A: It’s a question very relevant to policy. One of the considerations: RiverCity’s cost for 30 kids is about the same as for 3,000 kids. But even the most skilled teacher could give students the sense of going back in time. Where the world is not doing much more than lecturing, you’re right to be skeptical. How are we testing this claim? We have control conditions for RiverCity and Alien Contact. The control conditions are paper-based games. We found a strong difference in engagement. In RC, we found a big difference in learning; in AC we’re breaking even in learing, but it’s a first gen project.
Q: I teach law. You are expected to immerse students into being just, fair and convincing. That’s entirely inter-human. To what extent could this virtual, artificial interface enable the inter-human relation, or perhaps hinder it.
A: Immersive interfaces aren’t equally powerful for all subjects. I don’t know the answer to your question, but one of the thigns we can do in RC is have two people can be in the same room and have different experiences. E.g., you could build a pre-Civil War environment. Two avatars walk down the street together. They see the same things, but one is a slave and one is a slave-holder. That leads to an interesting conversation.
Q: [charlie nesson] Can you establish a transfer of skills from games to real world skills?
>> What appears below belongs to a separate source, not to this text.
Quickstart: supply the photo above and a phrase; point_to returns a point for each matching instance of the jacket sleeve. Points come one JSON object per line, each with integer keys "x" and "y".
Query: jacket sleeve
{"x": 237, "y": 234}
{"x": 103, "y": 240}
A: I’m skeptical about claims of far transfer. The evidence there is weak. I’m quite more convinced about near transfer. So, saying that you’re good at World of Warcraft and thus you’d be good as a lawyer isn’t going to get you too far. It might mean that you can make fast decisions, but WoW aggression probably doesn’t correlate with aggression in the courtroom. The first is a near transfer, and the second is a far transfer.
Q: Has there been a lot of research on this?
A: Not that I’ve found. Closest you get to this is the military that has evidence that military skills transfer to civilian life, and many of those skills are gained by simulation.
November 20, 2008
A three-year research project, headed by Mimi Ito, involving 28 researchers and 800 subjects, and sponsored by the MacArthur Foundation, finds that the stereotypical idea of the Internet as a soul-devouring, anti-social wasteland for our kids is just plain wrong. If you suspected otherwise, now you know you were right.
The report makes a key distinction that helps explain some of the confusion we’ve been living through. From the press release:
The researchers identified two distinctive categories of teen engagement with digital media: friendship-driven and interest-driven. While friendship-driven participation centered on “hanging out” with existing friends, interest-driven participation involved accessing online information and communities that may not be present in the local peer group.
Here’s one interesting observation, from the overview:
Some youth “geek out” and dive into a topic or talent. Contrary to popular images, geeking out is highly social and engaged, although usually not driven primarily by local friendships. Youth turn instead to specialized knowledge groups of both teens and adults from around the country or world, with the goal of improving their craft and gaining reputation among expert peers. While adults participate, they are not automatically the resident experts by virtue of their age. Geeking out in many respects erases the traditional markers of status and authority.
The study’s implications for education are significant. From the overview:
Youths’ participation in this networked world suggests new ways of thinking about the role of education. What, the authors ask, would it mean to really exploit the potential of the learning opportunities available through online resources and networks? What would it mean to reach beyond traditional education and civic institutions and enlist the help of others in young people’s learning? Rather than assuming that education is primarily about preparing for jobs and careers, they question what it would mean to think of it as a process guiding youths’ participation in public life more generally.